Although every piece in Graphic Witness reflects some concerns of its era, “Leilot” by Erich Glas is the most remarkable historical artifact in the collection. Completed in 1942, “Leilot” sees Glas drawing from accounts of the Holocaust to that point and from the literal fever dreams that preceded his first sketches. As a document of his fears of mounting atrocities, and—in its final pages—of hopes for resistance and resilience, “Leilot” makes a singular impact among the collection’s surrounding works. It is notable not only for its timing (which predates the widespread availability of images from the Holocaust) but for what Glas accomplishes as an engraver. Each linocut includes scenes of intense physicality, as well as a gravity and immediacy not just lent by context but projecting out from Glas’s compositions.
The collection’s final piece, Hyde’s “Southern Cross” (1951), confronts a different moment, a 1946 hydrogen bomb test by the US military at the Bikini Atoll.
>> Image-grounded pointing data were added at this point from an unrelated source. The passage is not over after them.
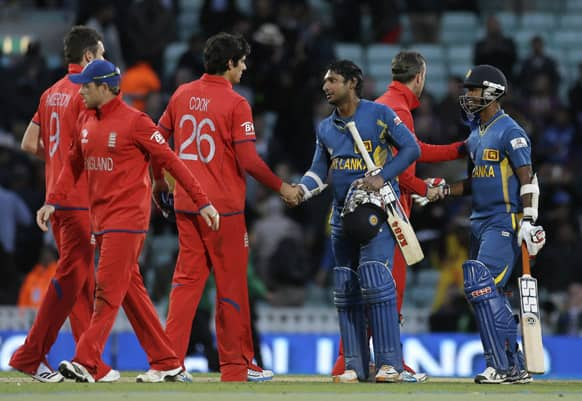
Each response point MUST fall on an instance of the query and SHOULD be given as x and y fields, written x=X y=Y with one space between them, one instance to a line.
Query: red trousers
x=226 y=253
x=119 y=283
x=70 y=293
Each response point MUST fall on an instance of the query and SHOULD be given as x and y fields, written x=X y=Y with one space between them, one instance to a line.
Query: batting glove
x=534 y=237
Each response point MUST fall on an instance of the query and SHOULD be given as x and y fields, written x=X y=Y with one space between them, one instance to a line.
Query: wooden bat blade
x=531 y=328
x=406 y=239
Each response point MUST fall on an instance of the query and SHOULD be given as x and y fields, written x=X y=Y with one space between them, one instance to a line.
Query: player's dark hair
x=221 y=48
x=349 y=70
x=405 y=66
x=79 y=40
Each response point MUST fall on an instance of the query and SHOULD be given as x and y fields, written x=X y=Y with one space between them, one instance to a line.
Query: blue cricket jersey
x=496 y=150
x=336 y=154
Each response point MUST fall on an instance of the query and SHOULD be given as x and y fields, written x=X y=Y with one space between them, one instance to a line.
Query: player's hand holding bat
x=211 y=217
x=533 y=236
x=43 y=215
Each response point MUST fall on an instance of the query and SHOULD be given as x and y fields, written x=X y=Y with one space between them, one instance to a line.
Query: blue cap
x=99 y=71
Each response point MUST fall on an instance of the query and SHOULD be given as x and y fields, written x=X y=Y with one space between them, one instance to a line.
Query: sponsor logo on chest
x=111 y=142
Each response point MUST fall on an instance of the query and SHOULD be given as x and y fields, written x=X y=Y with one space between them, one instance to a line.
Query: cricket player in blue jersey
x=505 y=196
x=363 y=248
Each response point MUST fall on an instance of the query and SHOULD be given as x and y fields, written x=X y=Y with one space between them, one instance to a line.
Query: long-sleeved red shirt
x=215 y=136
x=402 y=100
x=113 y=147
x=57 y=114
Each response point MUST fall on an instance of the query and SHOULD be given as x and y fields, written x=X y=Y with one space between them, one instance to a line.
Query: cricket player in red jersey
x=49 y=136
x=214 y=135
x=113 y=148
x=402 y=96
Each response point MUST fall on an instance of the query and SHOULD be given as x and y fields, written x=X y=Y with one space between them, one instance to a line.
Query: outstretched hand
x=211 y=217
x=43 y=215
x=292 y=195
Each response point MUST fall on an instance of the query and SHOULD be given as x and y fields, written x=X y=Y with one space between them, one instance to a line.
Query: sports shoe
x=75 y=371
x=490 y=376
x=387 y=374
x=158 y=376
x=523 y=377
x=254 y=375
x=44 y=374
x=111 y=376
x=407 y=377
x=182 y=377
x=349 y=376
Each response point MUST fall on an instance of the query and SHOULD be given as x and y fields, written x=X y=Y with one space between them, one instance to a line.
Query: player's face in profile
x=91 y=94
x=335 y=87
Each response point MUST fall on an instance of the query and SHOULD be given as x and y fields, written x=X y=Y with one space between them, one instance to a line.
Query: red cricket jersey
x=208 y=120
x=114 y=147
x=57 y=115
x=401 y=99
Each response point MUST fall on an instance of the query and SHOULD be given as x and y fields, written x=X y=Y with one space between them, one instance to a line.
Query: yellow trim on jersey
x=506 y=172
x=501 y=275
x=490 y=125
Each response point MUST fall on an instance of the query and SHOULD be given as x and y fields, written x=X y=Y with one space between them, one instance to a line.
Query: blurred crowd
x=291 y=45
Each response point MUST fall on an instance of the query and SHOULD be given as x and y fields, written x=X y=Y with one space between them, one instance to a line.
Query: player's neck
x=348 y=108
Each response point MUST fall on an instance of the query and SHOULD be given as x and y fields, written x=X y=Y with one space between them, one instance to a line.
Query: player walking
x=214 y=135
x=49 y=136
x=503 y=188
x=362 y=278
x=113 y=149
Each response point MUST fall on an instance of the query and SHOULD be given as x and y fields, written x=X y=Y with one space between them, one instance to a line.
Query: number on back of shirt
x=54 y=133
x=199 y=143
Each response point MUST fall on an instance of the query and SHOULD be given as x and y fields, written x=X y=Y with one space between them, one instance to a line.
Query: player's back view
x=49 y=136
x=214 y=135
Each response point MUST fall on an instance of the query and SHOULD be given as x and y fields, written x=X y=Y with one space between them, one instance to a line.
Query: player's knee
x=376 y=282
x=346 y=287
x=478 y=282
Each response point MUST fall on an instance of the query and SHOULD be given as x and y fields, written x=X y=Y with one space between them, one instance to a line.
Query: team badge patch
x=112 y=140
x=491 y=155
x=517 y=143
x=84 y=135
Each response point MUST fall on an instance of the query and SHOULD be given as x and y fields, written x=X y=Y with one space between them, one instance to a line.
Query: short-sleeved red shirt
x=208 y=118
x=56 y=116
x=113 y=147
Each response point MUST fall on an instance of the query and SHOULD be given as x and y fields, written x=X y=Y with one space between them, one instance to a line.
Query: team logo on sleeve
x=248 y=127
x=112 y=140
x=84 y=135
x=158 y=137
x=491 y=155
x=517 y=143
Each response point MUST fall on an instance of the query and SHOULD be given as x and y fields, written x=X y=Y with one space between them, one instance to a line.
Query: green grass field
x=15 y=386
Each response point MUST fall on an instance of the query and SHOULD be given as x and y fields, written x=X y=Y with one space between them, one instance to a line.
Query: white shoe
x=349 y=376
x=75 y=371
x=44 y=374
x=259 y=376
x=158 y=376
x=182 y=377
x=111 y=376
x=387 y=374
x=490 y=376
x=407 y=377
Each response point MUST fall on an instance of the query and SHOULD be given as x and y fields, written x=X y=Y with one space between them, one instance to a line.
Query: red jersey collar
x=75 y=68
x=217 y=79
x=411 y=100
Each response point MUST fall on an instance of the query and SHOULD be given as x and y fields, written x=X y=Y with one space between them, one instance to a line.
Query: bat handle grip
x=525 y=259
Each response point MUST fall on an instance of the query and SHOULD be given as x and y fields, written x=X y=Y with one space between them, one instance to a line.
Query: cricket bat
x=397 y=219
x=531 y=327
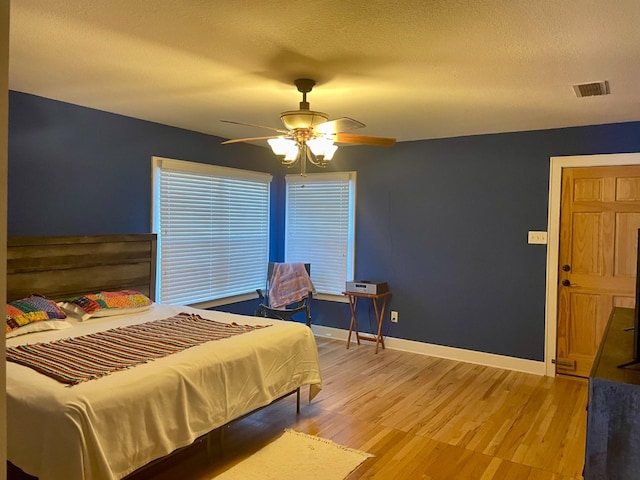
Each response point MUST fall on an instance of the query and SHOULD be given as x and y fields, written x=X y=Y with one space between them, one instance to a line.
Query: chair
x=300 y=293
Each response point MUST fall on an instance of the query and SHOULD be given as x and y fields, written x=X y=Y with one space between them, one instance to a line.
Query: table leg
x=354 y=324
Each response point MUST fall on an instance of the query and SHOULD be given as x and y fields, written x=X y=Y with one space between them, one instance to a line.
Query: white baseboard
x=451 y=353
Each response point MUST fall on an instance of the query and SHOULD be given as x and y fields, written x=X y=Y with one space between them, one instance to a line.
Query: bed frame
x=66 y=266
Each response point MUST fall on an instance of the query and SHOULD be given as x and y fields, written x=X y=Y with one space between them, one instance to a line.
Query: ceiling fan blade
x=364 y=140
x=338 y=125
x=249 y=139
x=253 y=125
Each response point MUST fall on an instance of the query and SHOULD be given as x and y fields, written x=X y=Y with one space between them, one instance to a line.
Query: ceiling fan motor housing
x=295 y=119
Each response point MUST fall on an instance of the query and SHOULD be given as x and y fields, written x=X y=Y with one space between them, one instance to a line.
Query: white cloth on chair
x=290 y=283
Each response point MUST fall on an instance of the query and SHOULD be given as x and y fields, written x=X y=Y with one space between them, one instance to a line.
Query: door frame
x=557 y=164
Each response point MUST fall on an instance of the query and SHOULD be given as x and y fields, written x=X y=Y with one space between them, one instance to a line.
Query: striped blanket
x=79 y=359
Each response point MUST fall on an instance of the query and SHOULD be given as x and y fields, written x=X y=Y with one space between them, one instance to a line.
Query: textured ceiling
x=413 y=69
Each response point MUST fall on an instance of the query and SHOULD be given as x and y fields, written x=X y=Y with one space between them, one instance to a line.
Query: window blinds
x=213 y=225
x=320 y=220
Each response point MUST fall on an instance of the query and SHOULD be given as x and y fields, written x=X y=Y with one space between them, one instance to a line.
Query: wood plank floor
x=422 y=418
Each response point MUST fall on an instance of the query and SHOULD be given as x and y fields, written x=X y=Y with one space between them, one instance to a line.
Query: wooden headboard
x=61 y=267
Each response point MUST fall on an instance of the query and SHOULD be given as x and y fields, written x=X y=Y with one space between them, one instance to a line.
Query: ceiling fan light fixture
x=302 y=119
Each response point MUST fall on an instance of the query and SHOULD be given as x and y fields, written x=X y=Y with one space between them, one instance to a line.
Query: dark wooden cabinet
x=613 y=410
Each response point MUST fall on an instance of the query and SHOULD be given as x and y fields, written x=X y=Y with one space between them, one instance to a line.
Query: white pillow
x=76 y=312
x=40 y=327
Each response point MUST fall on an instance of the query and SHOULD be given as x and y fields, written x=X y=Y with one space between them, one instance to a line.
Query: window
x=320 y=225
x=213 y=230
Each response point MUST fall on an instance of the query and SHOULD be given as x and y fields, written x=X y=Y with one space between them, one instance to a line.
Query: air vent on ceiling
x=591 y=89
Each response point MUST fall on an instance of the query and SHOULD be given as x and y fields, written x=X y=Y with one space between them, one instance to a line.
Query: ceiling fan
x=310 y=135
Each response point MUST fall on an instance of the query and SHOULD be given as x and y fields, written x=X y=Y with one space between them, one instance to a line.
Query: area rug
x=296 y=456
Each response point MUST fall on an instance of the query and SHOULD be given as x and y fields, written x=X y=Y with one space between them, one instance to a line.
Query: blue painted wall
x=444 y=222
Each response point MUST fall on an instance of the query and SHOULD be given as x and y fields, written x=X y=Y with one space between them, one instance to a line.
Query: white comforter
x=107 y=428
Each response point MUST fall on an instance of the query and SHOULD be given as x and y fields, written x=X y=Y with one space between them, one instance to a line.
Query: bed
x=112 y=426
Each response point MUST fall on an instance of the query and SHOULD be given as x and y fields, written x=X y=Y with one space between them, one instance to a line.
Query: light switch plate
x=537 y=238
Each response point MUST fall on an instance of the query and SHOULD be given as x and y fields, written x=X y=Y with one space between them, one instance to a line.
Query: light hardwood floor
x=422 y=417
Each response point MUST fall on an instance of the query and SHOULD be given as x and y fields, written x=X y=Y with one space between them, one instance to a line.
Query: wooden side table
x=379 y=301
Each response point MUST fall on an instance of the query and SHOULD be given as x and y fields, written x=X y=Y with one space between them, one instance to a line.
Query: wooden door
x=599 y=221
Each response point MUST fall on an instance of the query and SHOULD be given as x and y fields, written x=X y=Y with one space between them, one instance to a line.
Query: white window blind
x=213 y=226
x=320 y=224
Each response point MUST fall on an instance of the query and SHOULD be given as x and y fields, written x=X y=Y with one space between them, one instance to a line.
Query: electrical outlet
x=539 y=238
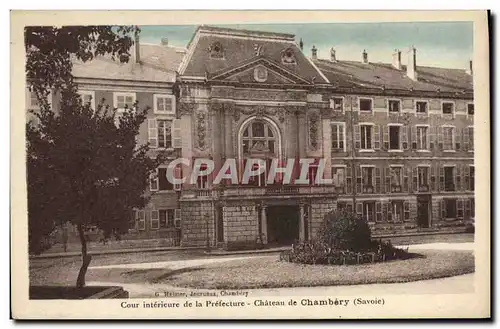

Hyde’s piece resembles Ward’s “Pilgrimage” in its combination of vibrant backgrounds and dynamic figure carving, although in the case of “Southern Cross,” Hyde carves less delicate, almost violent arrays of lines to animate his South Pacific skies, and his figure work often involves reducing figures down to a set of defining shapes rather than adopting Ward’s extreme angularity. At times, Hyde’s backgrounds are stormy to a fault; midway through the piece, it is briefly difficult to discern whether a reader is seeing the bomb test in action or a preceding storm at its most severe. But his depictions of the test result’s are effective, upsetting without ever losing their compositional elegance. And unlike some of the other pieces, “Southern Cross” sees Hyde using a ironist’s touch in places. Midway through a US soldier’s explanation of the upcoming test to local inhabitants of the atoll, Hyde places an engraving of a dove atop a plummeting bomb, then of angels trumpeting their horns, in a bitter pair of images that undercut whatever words a reader might imagine the solider is delivering.
As an act of curation, Graphic Witness trips on its toes in the early going but nevertheless delivers a valuable collection of works. Taking these pieces together, as Graphic Witness does, allows a reader to appreciate distinct sensibilities among the artists but also successfully suggests a kind of shared purpose. Even if a reader regards the pieces as part of a side story in the history of the graphic novel, not as its most foundational works, well, it’s still a good story. A story of artists, from a number of countries, seizing on shared tools and techniques to create a venue for their outrage. And the works themselves—using silence, gesture, negative space, and heavy blacks to various strong effects—are alert both to the injustices of their time and the potential of their form.